援助交際は(なぜ)悪いか?!

 学生が「自分は悪いと思うが、何故悪いのかという友達に説明ができない」ので、何故悪いのか理由を教えてほしいと言う。
 うーん、そういう質問って嫌いじゃない。何か「それって悪いに決まってるしょ」という紋切り型の切り返しではなく、一見自明の理に見える事の原理的な説明を教師としてはしたいと考えている。
 実は内田樹さんの本に答えがあったのだが、生憎その内容を忘れていた。それで自分で考えて回答しました。
 先ず援助交際をする女子高校生は自分の勝手だ、自分が自分の体をどう使おうと人にどうこう言われる筋合いはない、誰にも迷惑をかけていない、とこれも紋切り型の理屈を言う。確かに人を使ってどうこうする、いわゆるひもとはちがう。
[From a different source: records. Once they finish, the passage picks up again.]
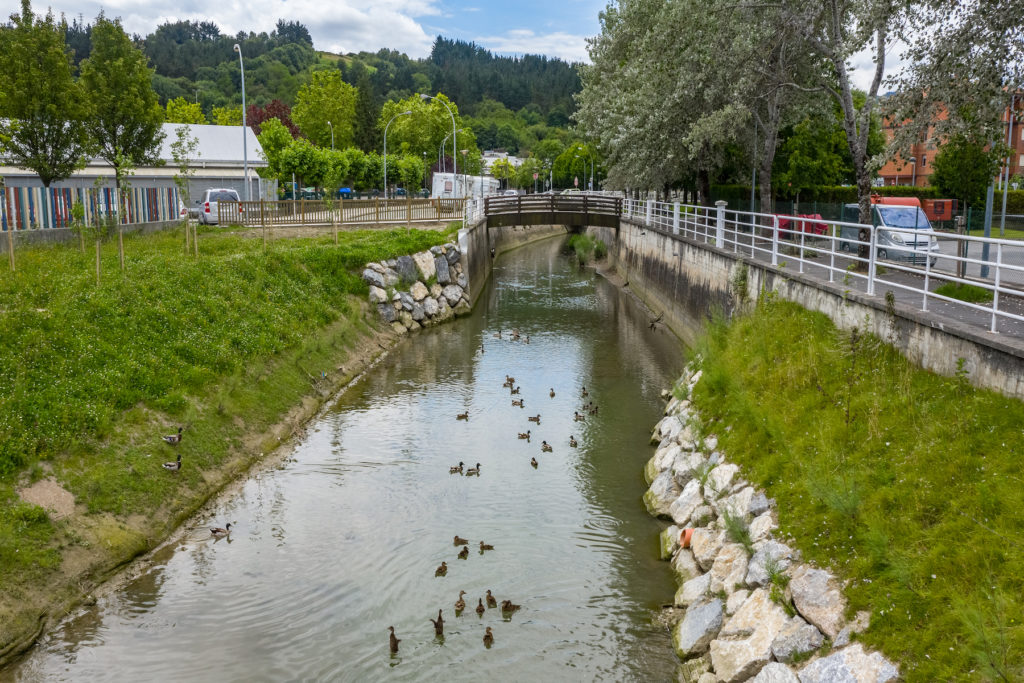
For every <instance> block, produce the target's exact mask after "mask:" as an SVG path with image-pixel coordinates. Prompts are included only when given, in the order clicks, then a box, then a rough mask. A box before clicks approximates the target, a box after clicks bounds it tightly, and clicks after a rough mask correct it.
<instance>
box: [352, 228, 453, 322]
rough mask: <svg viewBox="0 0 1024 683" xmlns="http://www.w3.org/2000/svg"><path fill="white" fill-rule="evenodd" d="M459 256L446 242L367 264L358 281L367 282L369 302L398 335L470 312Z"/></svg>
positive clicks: (449, 244) (445, 320)
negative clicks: (373, 304)
mask: <svg viewBox="0 0 1024 683" xmlns="http://www.w3.org/2000/svg"><path fill="white" fill-rule="evenodd" d="M461 258H462V253H461V252H460V251H459V247H457V246H456V245H455V244H452V243H450V244H446V245H441V246H439V247H431V249H430V250H429V251H424V252H420V253H418V254H412V255H409V256H399V257H398V258H396V259H389V260H387V261H384V262H381V263H367V267H366V269H364V271H362V280H364V281H366V283H367V284H368V285H370V303H372V304H374V305H376V306H377V310H378V312H379V313H380V316H381V319H383V321H384V322H385V323H387V324H388V325H390V326H391V327H392V328H393V329H394V331H395V332H397V333H398V334H406V333H407V332H412V331H413V330H420V329H422V328H425V327H429V326H431V325H437V324H438V323H443V322H445V321H450V319H452V318H453V317H455V316H456V315H465V314H466V313H469V311H470V303H469V296H468V290H469V281H468V279H467V276H466V273H465V272H464V269H463V265H462V263H461ZM406 287H408V289H403V290H399V289H398V288H406Z"/></svg>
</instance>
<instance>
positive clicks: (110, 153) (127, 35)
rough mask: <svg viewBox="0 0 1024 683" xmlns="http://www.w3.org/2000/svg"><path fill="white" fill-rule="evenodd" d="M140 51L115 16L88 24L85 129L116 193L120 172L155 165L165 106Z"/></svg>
mask: <svg viewBox="0 0 1024 683" xmlns="http://www.w3.org/2000/svg"><path fill="white" fill-rule="evenodd" d="M152 74H153V72H152V70H151V69H150V68H148V67H147V66H146V58H145V54H143V53H142V51H141V50H140V49H138V48H137V47H135V46H134V45H133V44H132V41H131V39H130V38H129V37H128V34H126V33H125V32H124V30H123V29H122V28H121V23H120V20H119V19H115V20H111V19H108V18H106V17H105V16H103V15H102V14H100V15H99V16H98V17H97V18H96V23H95V24H94V25H93V27H92V52H91V53H90V54H89V58H88V59H86V60H84V61H83V62H82V76H81V81H82V84H83V85H84V87H85V91H86V95H87V97H88V100H89V104H90V108H91V117H90V119H89V123H88V127H89V131H90V133H91V135H92V137H93V139H94V140H95V141H96V143H97V145H98V148H99V156H100V157H102V158H103V160H104V161H106V163H108V164H110V165H111V166H112V167H113V168H114V179H115V186H116V188H117V191H118V197H119V198H120V197H121V186H122V183H123V181H124V177H125V175H126V174H127V173H128V172H129V171H130V170H131V169H133V168H135V167H137V166H141V165H158V164H159V163H160V159H159V156H158V155H159V153H160V143H161V141H162V140H163V139H164V133H163V131H162V130H161V124H162V123H163V121H164V110H163V109H162V108H161V106H160V102H159V101H158V100H157V93H156V92H154V90H153V85H152V83H151V78H152Z"/></svg>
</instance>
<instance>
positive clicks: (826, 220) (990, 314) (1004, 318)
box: [623, 199, 1024, 335]
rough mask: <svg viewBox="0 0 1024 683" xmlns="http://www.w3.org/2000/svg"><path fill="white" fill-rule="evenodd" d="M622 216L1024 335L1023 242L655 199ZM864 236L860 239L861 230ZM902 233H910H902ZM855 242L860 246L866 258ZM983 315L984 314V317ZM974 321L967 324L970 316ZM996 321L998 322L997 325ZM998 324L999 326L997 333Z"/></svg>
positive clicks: (772, 261)
mask: <svg viewBox="0 0 1024 683" xmlns="http://www.w3.org/2000/svg"><path fill="white" fill-rule="evenodd" d="M623 216H624V217H626V218H628V219H631V220H633V221H635V222H639V223H641V224H644V225H648V226H651V227H653V228H656V229H660V230H664V231H666V232H670V233H672V234H674V236H678V237H680V238H685V239H687V240H692V241H694V242H698V243H703V244H709V245H713V246H715V247H717V248H719V249H724V250H727V251H731V252H733V253H735V254H737V255H740V256H742V257H744V258H750V259H754V260H760V261H765V262H768V263H771V264H772V265H774V266H781V267H786V268H795V269H796V270H797V271H798V272H801V273H806V274H810V275H814V276H817V278H821V279H822V280H825V281H827V282H829V283H835V282H837V281H838V282H841V283H843V285H844V286H845V287H848V288H854V287H856V288H857V289H862V290H863V291H864V292H865V293H866V294H867V295H868V296H874V294H876V292H877V291H878V290H879V288H880V286H883V287H885V288H886V289H889V290H892V291H893V292H894V294H895V295H896V296H897V298H898V299H899V300H900V301H901V302H904V303H913V305H915V306H919V307H920V308H921V310H923V311H928V310H929V305H930V304H931V303H933V302H941V303H942V304H948V305H949V306H953V307H955V308H954V309H947V310H957V311H958V312H959V313H963V314H964V315H966V316H967V317H969V318H974V319H973V322H974V323H975V324H980V325H982V326H983V327H987V329H988V331H989V332H992V333H997V332H1004V333H1007V332H1010V333H1013V334H1014V335H1024V325H1019V324H1024V315H1022V314H1021V313H1020V311H1021V310H1022V309H1024V307H1022V306H1021V305H1020V304H1021V298H1022V297H1024V242H1018V241H1012V240H996V239H986V238H977V237H969V236H964V234H953V233H947V232H938V233H933V234H932V236H931V238H934V242H933V240H932V239H931V238H930V239H928V240H927V241H926V240H923V239H921V238H924V237H925V236H924V234H921V236H919V239H918V240H916V241H915V242H914V243H913V244H912V245H910V244H906V245H904V246H899V245H893V244H891V243H886V244H883V243H882V242H880V237H879V236H880V233H881V232H882V231H883V230H886V229H888V228H872V227H871V226H870V225H861V224H859V223H849V222H844V221H837V220H825V219H819V218H808V217H801V216H785V215H778V214H767V213H752V212H746V211H732V210H729V209H727V208H726V207H725V203H724V202H720V203H719V205H718V206H716V207H705V206H693V205H686V204H680V203H665V202H654V201H653V200H629V199H628V200H626V201H625V202H624V204H623ZM862 230H863V231H864V232H863V233H865V234H866V237H867V239H866V240H861V239H860V237H861V233H862ZM905 232H910V230H906V231H905ZM860 247H865V248H866V249H865V250H864V251H865V252H866V256H864V255H861V254H860V253H859V252H860ZM945 283H953V284H961V285H971V286H973V287H976V288H980V289H982V290H986V291H987V292H989V293H990V294H991V302H986V303H972V302H969V301H964V300H961V299H956V298H952V297H949V296H944V295H942V294H938V293H936V292H935V288H936V287H938V286H940V285H942V284H945ZM980 316H983V317H984V319H981V317H980ZM967 322H971V321H967ZM1000 324H1001V325H1000ZM1000 327H1001V330H1000Z"/></svg>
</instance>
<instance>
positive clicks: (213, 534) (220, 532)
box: [210, 522, 231, 539]
mask: <svg viewBox="0 0 1024 683" xmlns="http://www.w3.org/2000/svg"><path fill="white" fill-rule="evenodd" d="M230 533H231V522H227V523H226V524H224V526H223V527H220V526H211V527H210V535H211V536H215V537H217V538H218V539H219V538H222V537H225V536H229V535H230Z"/></svg>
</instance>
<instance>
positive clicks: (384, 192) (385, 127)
mask: <svg viewBox="0 0 1024 683" xmlns="http://www.w3.org/2000/svg"><path fill="white" fill-rule="evenodd" d="M410 114H412V112H399V113H398V114H395V115H394V116H393V117H391V121H394V120H395V119H397V118H398V117H400V116H409V115H410ZM391 121H388V122H387V126H384V199H387V129H388V126H390V125H391Z"/></svg>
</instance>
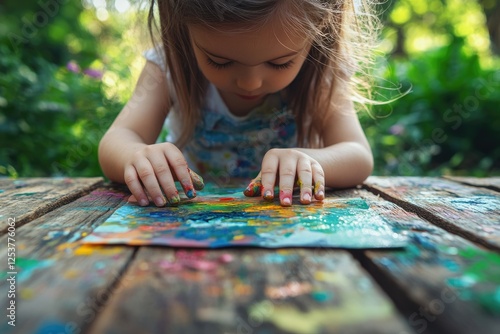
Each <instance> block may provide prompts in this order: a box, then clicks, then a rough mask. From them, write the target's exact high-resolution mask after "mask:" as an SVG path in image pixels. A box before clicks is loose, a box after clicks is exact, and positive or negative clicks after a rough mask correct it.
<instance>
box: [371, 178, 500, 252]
mask: <svg viewBox="0 0 500 334" xmlns="http://www.w3.org/2000/svg"><path fill="white" fill-rule="evenodd" d="M363 189H366V190H368V191H369V192H371V193H373V194H374V195H377V196H380V197H382V198H383V199H385V200H387V201H389V202H392V203H394V204H396V205H398V206H399V207H401V208H402V209H404V210H406V211H408V212H412V213H415V214H416V215H417V216H419V217H420V218H422V219H425V220H426V221H428V222H429V223H430V224H432V225H435V226H438V227H440V228H442V229H444V230H446V231H447V232H449V233H451V234H454V235H458V236H460V237H463V238H465V239H467V240H469V241H470V242H473V243H475V244H477V245H479V246H481V247H484V248H486V249H489V250H492V251H496V252H500V247H498V246H495V245H492V244H490V243H489V242H488V241H487V240H484V239H482V238H478V237H477V236H476V235H475V234H474V233H472V232H469V231H467V230H464V229H463V228H461V227H459V226H457V225H453V224H452V223H450V222H448V221H447V220H445V219H443V218H441V217H438V216H436V215H435V214H433V213H432V212H430V211H428V210H426V209H425V208H422V207H420V206H418V205H415V204H411V203H409V202H407V201H405V200H402V199H399V198H396V197H394V196H391V195H389V194H387V193H385V192H383V191H381V190H379V189H377V188H376V187H372V186H370V185H368V184H366V183H365V184H363Z"/></svg>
 先ず「誰にも迷惑をかけていないか」?社会は有形無形の利害や人間関係のネットワークでできているから、その事が露見した時点で、未成年の保護者は迷惑をかけられています。いわく監督不行き届き、何々さんの家ではいったいどんなしつけをしているのだろうか、などと。
 でももっと重要なのは、本人は将来その行為の付けをどう受け取るかという事への想像力が全く欠けている点だ。普通の人間なら、未来の自分はその事で決定的なダメージを受ける。援助交際が悪いと思わないと未来の自分が考えるなら、自分の伴侶にその事を言えるだろうか。
 言えるとしたら、その時点でその人はモラルの点からこのような議論の対象にならない。言えない自分を想像できたのなら、現在の自分の勝手という意見は説得力を失う。せつな的に生きているように見えても、普通の人はこれをしたら将来どうなるという事をそれなりに視野入れつつ行動していると思います。
 つまり援助交際をするような娘にも、現在の自分とつながってる未来の自分のためという視点なら理解できるかな。
 学生は一応納得して帰ったが、自分としてはまあ、そんな回答もありかなという程度。
 で家に帰って『死と身体』を読み直しました。「自己決定」と「自分の体に敬意を払う」という部分です。内田さんによると、社会に対して誇りえるもの(リソース)を持たない女子高校生にとって自分の肉体が唯一好きなようにできる、支配できる所有物なのである。しかしその勝手に使用される自分の体は、その事を望んではいないですね。
 ここからはまた僕の意見ですが、体と心を分ける事が間違っている。よく言われた「体は売っても心は売らない」という娼婦の心意気を示す表現がある。でも「心は売っても、体は売らない」というレトリックは、体を心の支配下に位置づける事への異議申し立てではないだろうか。意識と肉体は二分法では分けられないものだと。
 体が傷つくと心も傷つくと思う。傷ついた体を意識しない心はない。また心が傷つくと体も思うように動かない。総合的にはモラル、自分の心と体の両方を大事する事、自分の身近な人間関係を配慮する点など、このどれかで説得できるかな。